I’m not going to give anything away, I promise! But in the first few minutes of the show, everyone’s favorite ad rep (amongst other things, if you know what I mean), Don Draper, talks about making a commercial tell a story. It’s not just straight-up advertisement, with the same old devices of someone vaguely in your demographic telling you that this product is being mass-produced and -marketed just for you. For thirty seconds, it pulls you in, entertains you strictly for your benefit, and you pay back the favor by listening to the second half of the commercial, which is the standard sales pitch. Apparently it’s Don’s next revolutionary idea.
I always loved perfume ads – both print and television—for the same reason. They can’t tell you how the perfume smells in a picture or through your tv set, so instead they tell a story. I know now it’s all about branding and company image and very well-researched things like that, but when I adored these several years ago it was for the gorgeous, tan models doing improbable and glamorous things like dancing in train stations, running through grassy expanses in the rain, or riding horses in silk evening gowns. It’s thirty seconds of escapism, breaking up the other two minutes of toilet paper and burger commercials. And, of course, advertising becomes a national focus during the Super Bowl every year, proving that when ads tell a story or make a joke instead of just pushing goods, the audience can actually enjoy them.
Marketing for a theatre, I thought, would be the easiest thing of all to sell. The story behind the advertisement is built in, so good plays will always have good marketing with very little effort involved, so your average marketing intern will only have to worry about staying true to the play being sold. Alas, I was wrong.
We’re trying to tell a story with our marketing, of course, but the challenge is in finding a way to condense an entire play into an image, or a short series of images, while intimating what kind of audiences would and wouldn’t like the play and hinting at what the story is about without giving away too much. All of this, of course, on a modest budget so we can spend our money on making our plays great, rather than cramming bigger audiences into sloppier plays. I have been shocked by how much a print ad costs, scandalized by how difficult it is to create a 50-word summary of a 100-page play, and appalled at how many great ideas don’t pay off for unknown reasons. My experience with marketing was, I thought, pretty comprehensive, but it turns out that in the real world my ad audience isn’t made up of eager and open-minded college students and publicity isn’t as cheap or easy as printing flyers and canvassing the entire campus in an afternoon.
It’s not frustrating so much as it feels unfortunate to think of all the people who will miss these plays but would have loved them if they’d come. I keep wanting to stand on a mountaintop somewhere above the San Gabriel Valley and shout through a bullhorn, “No, really! You’d like it if you came and saw it! We have discount days!” But of course, the town-crier routine has gone technological, which as you can imagine is not easier.

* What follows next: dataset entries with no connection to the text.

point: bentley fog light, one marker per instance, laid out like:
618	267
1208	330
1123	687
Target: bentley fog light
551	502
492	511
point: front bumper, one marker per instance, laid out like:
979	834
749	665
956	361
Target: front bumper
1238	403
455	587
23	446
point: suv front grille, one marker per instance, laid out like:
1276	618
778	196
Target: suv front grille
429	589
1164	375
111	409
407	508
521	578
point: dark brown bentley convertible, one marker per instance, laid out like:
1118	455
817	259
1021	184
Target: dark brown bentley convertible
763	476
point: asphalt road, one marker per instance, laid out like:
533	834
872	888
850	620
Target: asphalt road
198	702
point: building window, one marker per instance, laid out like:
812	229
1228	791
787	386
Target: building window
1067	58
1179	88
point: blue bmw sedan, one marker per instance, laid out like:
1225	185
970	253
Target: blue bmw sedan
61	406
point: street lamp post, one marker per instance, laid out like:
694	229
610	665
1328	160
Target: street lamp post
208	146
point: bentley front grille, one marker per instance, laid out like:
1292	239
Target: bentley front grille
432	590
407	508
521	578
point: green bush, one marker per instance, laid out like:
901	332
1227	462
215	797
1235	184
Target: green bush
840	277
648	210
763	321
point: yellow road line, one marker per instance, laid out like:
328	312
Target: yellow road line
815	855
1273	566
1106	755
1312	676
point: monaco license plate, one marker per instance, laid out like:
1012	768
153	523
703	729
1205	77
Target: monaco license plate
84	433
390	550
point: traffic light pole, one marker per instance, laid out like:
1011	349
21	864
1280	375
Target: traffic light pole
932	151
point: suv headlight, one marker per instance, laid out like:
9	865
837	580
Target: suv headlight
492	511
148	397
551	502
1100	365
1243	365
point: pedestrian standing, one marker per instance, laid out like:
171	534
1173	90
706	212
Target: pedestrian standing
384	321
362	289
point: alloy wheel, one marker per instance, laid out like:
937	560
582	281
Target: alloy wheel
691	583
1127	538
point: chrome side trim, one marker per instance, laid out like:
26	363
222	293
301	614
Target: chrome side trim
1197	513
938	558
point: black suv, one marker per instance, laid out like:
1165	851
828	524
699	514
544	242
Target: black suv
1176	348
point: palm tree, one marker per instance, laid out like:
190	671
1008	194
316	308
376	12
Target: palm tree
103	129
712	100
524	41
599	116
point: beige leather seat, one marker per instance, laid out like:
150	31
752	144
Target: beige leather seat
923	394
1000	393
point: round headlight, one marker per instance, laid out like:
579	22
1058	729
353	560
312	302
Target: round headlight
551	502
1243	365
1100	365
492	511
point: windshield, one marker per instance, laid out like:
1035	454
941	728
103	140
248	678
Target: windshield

But we have rounded up e-mail lists of excited patrons, willing media outlets, and special groups that might be interested. Ticket sales have been pretty stellar this season, thanks to exciting plays by talented playwrights, fantastic actors, and of course your friendly marketing team. So this will be my personal mountaintop: GO! Come see a play. Let us tell you a story, and at the end there won’t even be a pitch for greasy food or deodorant. I’m not saying we’re more brilliant than Don Draper…but I bet he would’ve wished he had something as great as Boston Court to advertise for.